Camping has come a long way since the days of Thomas Hiram Holding, considered to be the founder of modern camping, when he fashioned a ridge tent from a sheet of canvas, sticks and ropes. By the 1950s and 60s, people were beginning to take a lot more equipment on a camping trip and the camping windbreak became popular with the ‘modern’ holidaymakers who wanted more home comforts and privacy!
What is the purpose of a windbreak?
As the name suggests, a windbreak is a screen that gives shelter and protection from the wind, but there are various other reasons why campers choose to erect a windbreak. A camping cooking windbreak can create a screen around your cooking area, to shield your stove or barbecue from the elements. As well as providing a degree of privacy from a neighbouring pitch and demarcating your pitch to prevent errant children from straying too close, a windbreak is also a practical way of creating a safe space for small children and pets to keep them confined to your pitch. Cleverly positioned, a camping windbreak can also deflect a breeze into a tent on a hot day.
Can I make a windbreak?
Improvising a windbreak is relatively simple, but does require a position with trees that the windbreak can be constructed between! Taking a tarpaulin, tent pegs, and bungees, attach the tarpaulin to the trees using the bungee cords, making sure the windbreak will block the wind and is facing the sun. The bottom of the tarpaulin should be secured with tent pegs into the ground. For those wild-camping off grid, this may be achievable but for many of us, it isn’t terribly practical.
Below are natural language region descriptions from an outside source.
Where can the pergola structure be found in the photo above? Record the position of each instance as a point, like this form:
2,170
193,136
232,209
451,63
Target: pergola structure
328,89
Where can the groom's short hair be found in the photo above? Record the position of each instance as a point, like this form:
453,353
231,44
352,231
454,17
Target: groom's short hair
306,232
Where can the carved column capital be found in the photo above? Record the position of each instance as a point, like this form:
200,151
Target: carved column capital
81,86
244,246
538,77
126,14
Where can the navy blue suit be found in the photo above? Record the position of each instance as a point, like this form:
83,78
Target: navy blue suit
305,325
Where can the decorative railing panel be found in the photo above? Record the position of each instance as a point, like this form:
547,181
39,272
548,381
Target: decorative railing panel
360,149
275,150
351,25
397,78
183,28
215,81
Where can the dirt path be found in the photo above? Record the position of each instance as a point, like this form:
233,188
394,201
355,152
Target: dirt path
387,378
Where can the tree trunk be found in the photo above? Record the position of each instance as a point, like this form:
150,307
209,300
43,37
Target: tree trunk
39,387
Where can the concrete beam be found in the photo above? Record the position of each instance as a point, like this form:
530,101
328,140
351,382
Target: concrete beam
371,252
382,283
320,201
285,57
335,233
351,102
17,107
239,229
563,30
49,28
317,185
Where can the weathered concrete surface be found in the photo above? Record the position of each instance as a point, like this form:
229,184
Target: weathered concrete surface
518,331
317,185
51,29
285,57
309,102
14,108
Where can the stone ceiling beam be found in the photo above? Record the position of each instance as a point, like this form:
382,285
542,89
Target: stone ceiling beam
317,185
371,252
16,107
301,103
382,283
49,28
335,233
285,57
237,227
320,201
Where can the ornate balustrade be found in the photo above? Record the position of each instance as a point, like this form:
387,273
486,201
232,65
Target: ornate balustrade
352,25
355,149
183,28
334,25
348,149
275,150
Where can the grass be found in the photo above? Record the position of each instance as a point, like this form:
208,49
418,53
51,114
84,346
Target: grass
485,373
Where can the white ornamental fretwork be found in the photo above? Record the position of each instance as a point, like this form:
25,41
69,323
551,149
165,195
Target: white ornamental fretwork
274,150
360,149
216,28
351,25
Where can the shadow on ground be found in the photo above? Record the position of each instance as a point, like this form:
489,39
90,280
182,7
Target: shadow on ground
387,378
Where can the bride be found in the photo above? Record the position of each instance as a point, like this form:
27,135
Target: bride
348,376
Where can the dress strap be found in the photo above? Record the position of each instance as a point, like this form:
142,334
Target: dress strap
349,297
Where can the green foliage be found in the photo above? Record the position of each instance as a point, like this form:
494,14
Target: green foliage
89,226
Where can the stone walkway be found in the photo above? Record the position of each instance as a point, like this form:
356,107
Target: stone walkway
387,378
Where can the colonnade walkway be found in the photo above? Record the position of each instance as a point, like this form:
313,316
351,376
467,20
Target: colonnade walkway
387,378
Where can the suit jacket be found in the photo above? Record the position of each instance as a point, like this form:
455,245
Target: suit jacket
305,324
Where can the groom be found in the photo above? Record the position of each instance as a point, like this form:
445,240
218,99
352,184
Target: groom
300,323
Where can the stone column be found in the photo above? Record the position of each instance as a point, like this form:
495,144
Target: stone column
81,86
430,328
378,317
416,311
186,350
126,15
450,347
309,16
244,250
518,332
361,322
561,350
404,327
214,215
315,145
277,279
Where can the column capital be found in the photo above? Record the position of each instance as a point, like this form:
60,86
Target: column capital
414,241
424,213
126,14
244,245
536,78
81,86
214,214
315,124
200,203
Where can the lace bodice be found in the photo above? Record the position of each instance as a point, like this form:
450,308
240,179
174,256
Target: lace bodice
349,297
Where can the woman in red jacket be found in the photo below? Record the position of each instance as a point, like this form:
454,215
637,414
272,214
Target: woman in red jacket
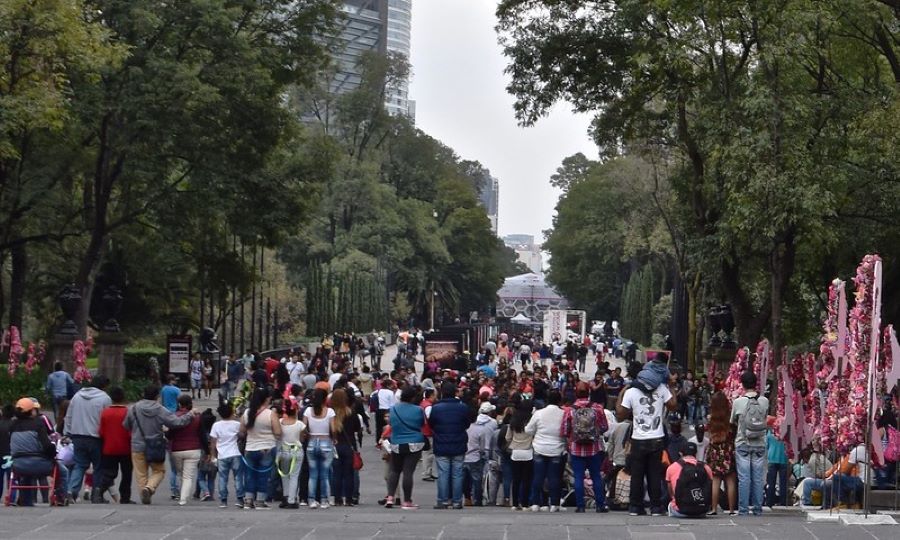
116,450
186,449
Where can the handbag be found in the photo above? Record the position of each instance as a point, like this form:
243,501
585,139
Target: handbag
154,449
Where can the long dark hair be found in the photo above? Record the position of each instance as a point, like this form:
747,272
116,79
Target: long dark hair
260,395
521,416
318,401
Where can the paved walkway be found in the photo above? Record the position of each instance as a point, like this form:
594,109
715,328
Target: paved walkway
166,521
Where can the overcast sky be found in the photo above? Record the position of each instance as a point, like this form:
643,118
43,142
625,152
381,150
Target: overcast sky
460,92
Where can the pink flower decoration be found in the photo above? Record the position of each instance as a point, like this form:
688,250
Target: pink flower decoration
15,350
79,354
31,360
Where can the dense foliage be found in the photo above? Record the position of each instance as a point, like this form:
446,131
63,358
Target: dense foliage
190,154
760,136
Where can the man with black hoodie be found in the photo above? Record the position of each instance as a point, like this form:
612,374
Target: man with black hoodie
83,428
145,420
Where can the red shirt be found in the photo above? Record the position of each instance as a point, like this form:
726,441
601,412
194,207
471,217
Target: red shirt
116,439
187,437
674,471
271,365
426,429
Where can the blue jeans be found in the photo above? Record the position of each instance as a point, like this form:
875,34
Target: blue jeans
87,452
506,472
474,475
549,468
173,477
226,466
320,454
449,478
258,468
776,471
751,469
592,465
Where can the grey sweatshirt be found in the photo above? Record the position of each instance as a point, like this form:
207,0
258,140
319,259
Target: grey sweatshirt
151,416
83,416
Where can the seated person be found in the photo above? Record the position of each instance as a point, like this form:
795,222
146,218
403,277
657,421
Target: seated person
654,373
846,477
33,453
694,498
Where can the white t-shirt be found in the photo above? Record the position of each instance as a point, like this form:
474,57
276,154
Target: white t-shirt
290,433
319,426
701,446
386,399
196,369
647,412
225,432
260,436
296,371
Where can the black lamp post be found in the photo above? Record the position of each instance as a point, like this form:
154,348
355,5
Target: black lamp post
69,300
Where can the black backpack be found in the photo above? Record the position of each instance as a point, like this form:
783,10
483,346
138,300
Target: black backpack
693,489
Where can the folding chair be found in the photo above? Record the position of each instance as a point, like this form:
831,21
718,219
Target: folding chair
12,489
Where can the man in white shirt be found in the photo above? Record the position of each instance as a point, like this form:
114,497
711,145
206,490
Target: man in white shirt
647,411
296,370
386,400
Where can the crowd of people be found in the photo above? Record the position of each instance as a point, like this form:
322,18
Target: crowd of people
518,424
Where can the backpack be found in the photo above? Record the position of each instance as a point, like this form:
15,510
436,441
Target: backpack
754,420
693,489
892,450
584,425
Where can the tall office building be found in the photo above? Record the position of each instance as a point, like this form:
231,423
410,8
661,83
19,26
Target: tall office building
399,38
382,26
526,251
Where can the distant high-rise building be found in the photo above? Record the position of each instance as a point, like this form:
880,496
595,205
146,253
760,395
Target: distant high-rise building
382,26
526,251
399,38
489,197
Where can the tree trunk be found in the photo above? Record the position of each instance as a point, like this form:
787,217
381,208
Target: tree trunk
84,281
17,285
782,268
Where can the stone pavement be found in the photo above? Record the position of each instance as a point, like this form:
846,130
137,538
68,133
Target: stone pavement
173,523
166,521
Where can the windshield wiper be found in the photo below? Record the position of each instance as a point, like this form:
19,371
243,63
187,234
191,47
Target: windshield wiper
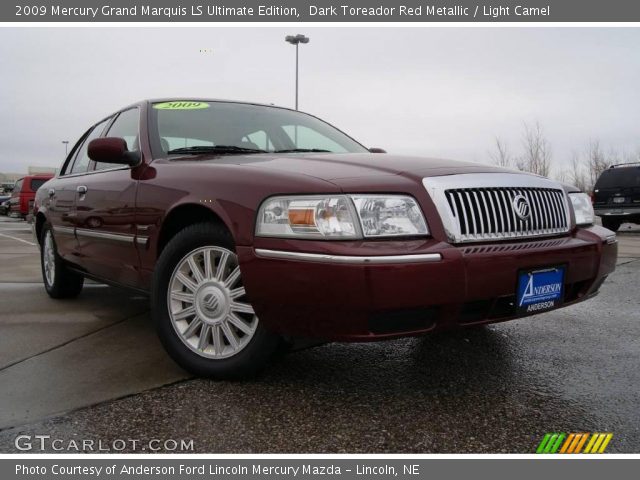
200,149
303,150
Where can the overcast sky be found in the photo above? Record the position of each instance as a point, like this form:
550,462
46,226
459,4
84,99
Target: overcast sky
442,92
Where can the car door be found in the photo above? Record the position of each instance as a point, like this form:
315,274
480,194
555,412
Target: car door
61,195
105,205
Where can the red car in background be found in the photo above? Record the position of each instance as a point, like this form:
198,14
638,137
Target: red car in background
250,225
24,194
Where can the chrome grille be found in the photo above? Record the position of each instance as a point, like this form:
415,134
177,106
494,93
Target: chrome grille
487,213
481,207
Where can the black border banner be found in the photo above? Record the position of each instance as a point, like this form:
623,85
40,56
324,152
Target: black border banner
300,11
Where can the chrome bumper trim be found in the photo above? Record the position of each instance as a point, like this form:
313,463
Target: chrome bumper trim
348,259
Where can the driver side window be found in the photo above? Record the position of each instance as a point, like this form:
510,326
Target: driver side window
81,161
125,126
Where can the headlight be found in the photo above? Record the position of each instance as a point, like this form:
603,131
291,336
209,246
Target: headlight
582,208
340,217
389,216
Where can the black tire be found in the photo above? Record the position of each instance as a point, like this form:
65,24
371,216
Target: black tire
612,224
250,359
64,283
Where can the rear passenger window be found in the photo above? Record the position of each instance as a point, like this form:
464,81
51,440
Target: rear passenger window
125,126
82,159
36,183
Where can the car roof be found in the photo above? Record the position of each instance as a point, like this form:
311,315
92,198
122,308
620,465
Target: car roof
201,99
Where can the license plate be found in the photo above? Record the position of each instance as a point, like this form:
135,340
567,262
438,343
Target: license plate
540,290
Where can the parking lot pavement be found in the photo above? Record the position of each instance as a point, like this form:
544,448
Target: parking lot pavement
495,389
57,356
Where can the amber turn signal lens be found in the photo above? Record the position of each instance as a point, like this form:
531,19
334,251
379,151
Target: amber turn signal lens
302,217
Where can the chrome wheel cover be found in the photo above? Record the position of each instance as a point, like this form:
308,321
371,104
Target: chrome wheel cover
207,303
49,259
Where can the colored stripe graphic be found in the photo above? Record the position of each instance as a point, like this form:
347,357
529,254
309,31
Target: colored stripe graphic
551,443
574,442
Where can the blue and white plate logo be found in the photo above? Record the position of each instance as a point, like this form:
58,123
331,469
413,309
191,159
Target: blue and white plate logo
540,290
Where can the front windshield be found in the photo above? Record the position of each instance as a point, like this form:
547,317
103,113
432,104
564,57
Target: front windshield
200,127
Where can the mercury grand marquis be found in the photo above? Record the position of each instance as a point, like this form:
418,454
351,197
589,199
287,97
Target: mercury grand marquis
252,225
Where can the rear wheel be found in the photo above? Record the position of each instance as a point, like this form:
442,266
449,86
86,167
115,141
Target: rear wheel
59,280
202,313
611,223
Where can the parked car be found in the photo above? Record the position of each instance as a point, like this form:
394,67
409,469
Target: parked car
616,195
4,204
24,192
250,225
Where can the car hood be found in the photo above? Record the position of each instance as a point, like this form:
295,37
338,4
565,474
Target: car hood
333,167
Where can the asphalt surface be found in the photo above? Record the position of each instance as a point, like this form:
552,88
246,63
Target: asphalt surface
93,369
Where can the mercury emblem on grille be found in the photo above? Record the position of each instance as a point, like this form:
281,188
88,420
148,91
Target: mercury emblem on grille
521,207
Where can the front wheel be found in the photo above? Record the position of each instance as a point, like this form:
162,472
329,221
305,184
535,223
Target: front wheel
201,310
59,281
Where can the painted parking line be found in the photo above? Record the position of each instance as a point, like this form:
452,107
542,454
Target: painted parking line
18,239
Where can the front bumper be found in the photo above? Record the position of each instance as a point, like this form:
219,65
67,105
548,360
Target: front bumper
332,297
617,212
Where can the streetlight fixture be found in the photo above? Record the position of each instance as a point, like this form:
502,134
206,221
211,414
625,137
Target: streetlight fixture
296,40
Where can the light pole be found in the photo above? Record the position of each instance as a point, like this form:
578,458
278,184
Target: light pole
296,40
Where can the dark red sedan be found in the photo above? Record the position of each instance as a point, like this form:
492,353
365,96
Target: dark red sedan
252,225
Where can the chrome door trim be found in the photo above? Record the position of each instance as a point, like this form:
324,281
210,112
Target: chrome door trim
64,230
348,259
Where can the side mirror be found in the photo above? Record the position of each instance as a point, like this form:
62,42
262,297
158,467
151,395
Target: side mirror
112,150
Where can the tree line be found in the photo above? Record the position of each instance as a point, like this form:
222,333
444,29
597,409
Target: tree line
535,156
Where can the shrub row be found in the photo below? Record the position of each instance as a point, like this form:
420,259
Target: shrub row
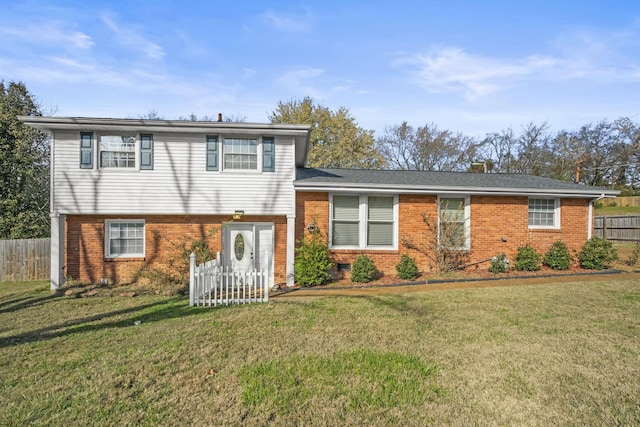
596,254
313,261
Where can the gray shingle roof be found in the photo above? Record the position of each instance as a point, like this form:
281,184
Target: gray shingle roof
434,182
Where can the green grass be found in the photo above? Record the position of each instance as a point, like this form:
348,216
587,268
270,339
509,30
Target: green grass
562,354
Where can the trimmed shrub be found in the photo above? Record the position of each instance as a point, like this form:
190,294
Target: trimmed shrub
634,256
597,254
499,264
527,259
363,269
407,268
312,262
558,256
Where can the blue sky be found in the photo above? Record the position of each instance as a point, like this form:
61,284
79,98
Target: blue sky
468,66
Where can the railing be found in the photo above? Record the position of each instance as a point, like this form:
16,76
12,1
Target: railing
211,284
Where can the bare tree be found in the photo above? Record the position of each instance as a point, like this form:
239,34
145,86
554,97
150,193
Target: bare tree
426,148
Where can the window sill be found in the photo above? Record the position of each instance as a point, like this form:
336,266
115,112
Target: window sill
358,250
544,230
125,259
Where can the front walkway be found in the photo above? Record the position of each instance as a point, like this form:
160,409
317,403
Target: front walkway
360,290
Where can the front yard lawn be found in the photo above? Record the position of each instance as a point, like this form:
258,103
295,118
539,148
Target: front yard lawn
564,354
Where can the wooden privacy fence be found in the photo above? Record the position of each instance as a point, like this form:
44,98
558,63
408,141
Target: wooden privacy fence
622,228
211,284
25,259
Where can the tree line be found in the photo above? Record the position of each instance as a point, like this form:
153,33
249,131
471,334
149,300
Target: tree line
600,154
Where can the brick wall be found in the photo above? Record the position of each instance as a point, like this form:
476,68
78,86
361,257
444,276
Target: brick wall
499,224
84,245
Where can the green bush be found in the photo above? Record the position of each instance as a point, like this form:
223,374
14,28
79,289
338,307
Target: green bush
597,254
363,269
527,259
558,256
499,264
312,262
407,268
634,256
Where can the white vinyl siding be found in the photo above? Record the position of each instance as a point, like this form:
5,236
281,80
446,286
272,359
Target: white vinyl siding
454,222
177,184
544,213
363,221
124,239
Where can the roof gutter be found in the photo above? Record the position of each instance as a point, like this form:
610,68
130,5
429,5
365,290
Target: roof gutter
369,188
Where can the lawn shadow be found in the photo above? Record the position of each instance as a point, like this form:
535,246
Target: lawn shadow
20,303
166,309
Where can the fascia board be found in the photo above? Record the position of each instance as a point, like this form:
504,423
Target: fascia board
478,191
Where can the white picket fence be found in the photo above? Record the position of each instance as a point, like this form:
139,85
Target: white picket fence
212,284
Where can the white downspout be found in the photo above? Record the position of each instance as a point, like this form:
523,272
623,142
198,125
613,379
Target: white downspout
590,222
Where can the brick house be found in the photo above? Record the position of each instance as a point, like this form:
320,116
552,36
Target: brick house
127,193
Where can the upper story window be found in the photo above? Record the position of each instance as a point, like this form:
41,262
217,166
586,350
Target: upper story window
363,221
544,213
117,151
129,151
240,154
454,222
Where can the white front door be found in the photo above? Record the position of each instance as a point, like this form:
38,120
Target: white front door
241,244
248,246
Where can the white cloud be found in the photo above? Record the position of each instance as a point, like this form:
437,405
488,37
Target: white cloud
584,55
130,37
302,81
451,69
286,23
48,33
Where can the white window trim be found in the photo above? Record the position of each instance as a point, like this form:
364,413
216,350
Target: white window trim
107,229
97,151
363,219
259,154
556,214
467,218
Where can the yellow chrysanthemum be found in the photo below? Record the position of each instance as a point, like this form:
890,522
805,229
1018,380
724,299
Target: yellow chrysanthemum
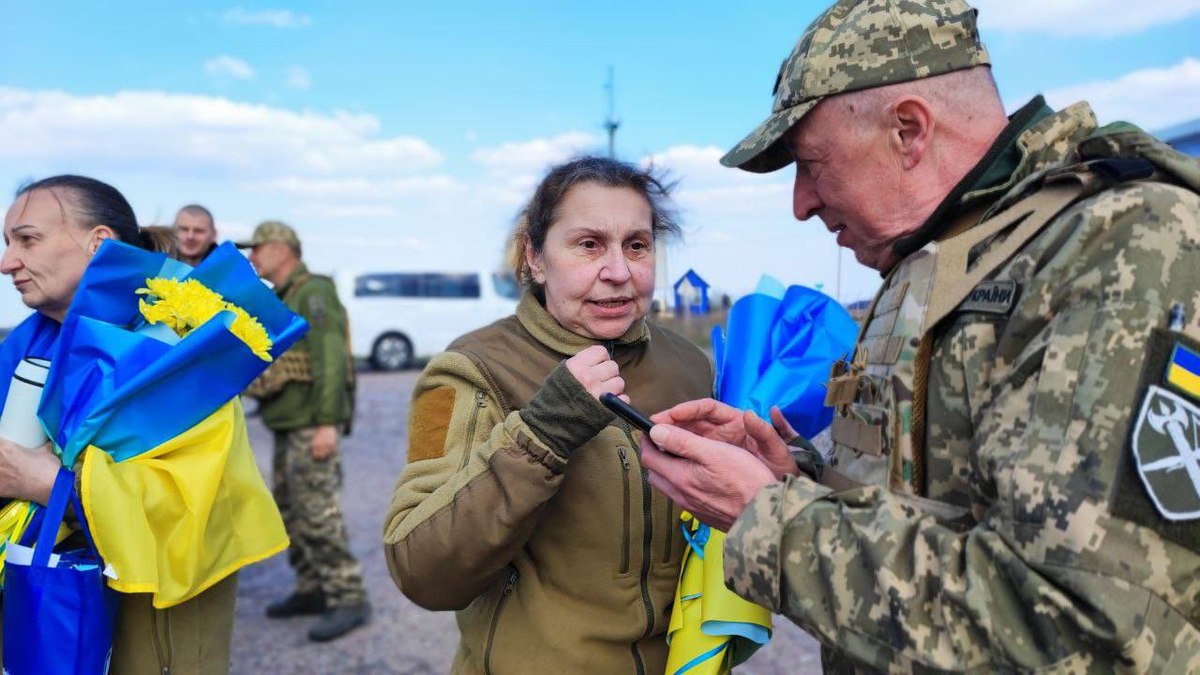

At BEC Ingoldmells, we stock a range of windbreaks that measure from less than 1.5 metres in length to one at almost 8 metres! When you buy a windbreak, the kind of camping windbreak you choose, will depend on your set-up. Are you a large camping party with several tents, who will be staying on-site? Or are you few in number, with a smaller pitch? For the former, a model such as the Kampa Dometic Pro Windbreak 5 is ideal. Its aluminium frame offers stability, while the adjustable support poles remove the need for guy lines. For smaller camping groups, a more traditional, multi-panel windbreak with poles is perfect. The Kampa Dometic Windbreak is a stylish and traditional-looking windbreak with three panels, supplied with poles, guy lines and tent pegs. The Kampa Dometic Pro Windbreak 3 is a stylish looking windbreak which features a practical viewing panel.
With over 40 years’ experience, BEC Ingoldmells can give you the peace of mind of knowing all our windbreaks are sturdy, made from Weathershield polyester material that is flame resistant and UV stabilised. However, if a storm is forecast, we would always recommend you take the windbreak down for a couple of days or until the storm has passed. Although this seems like a lot of work, it will prolong the life of the windbreak and you won’t be picking bits up from around the campsite the next morning!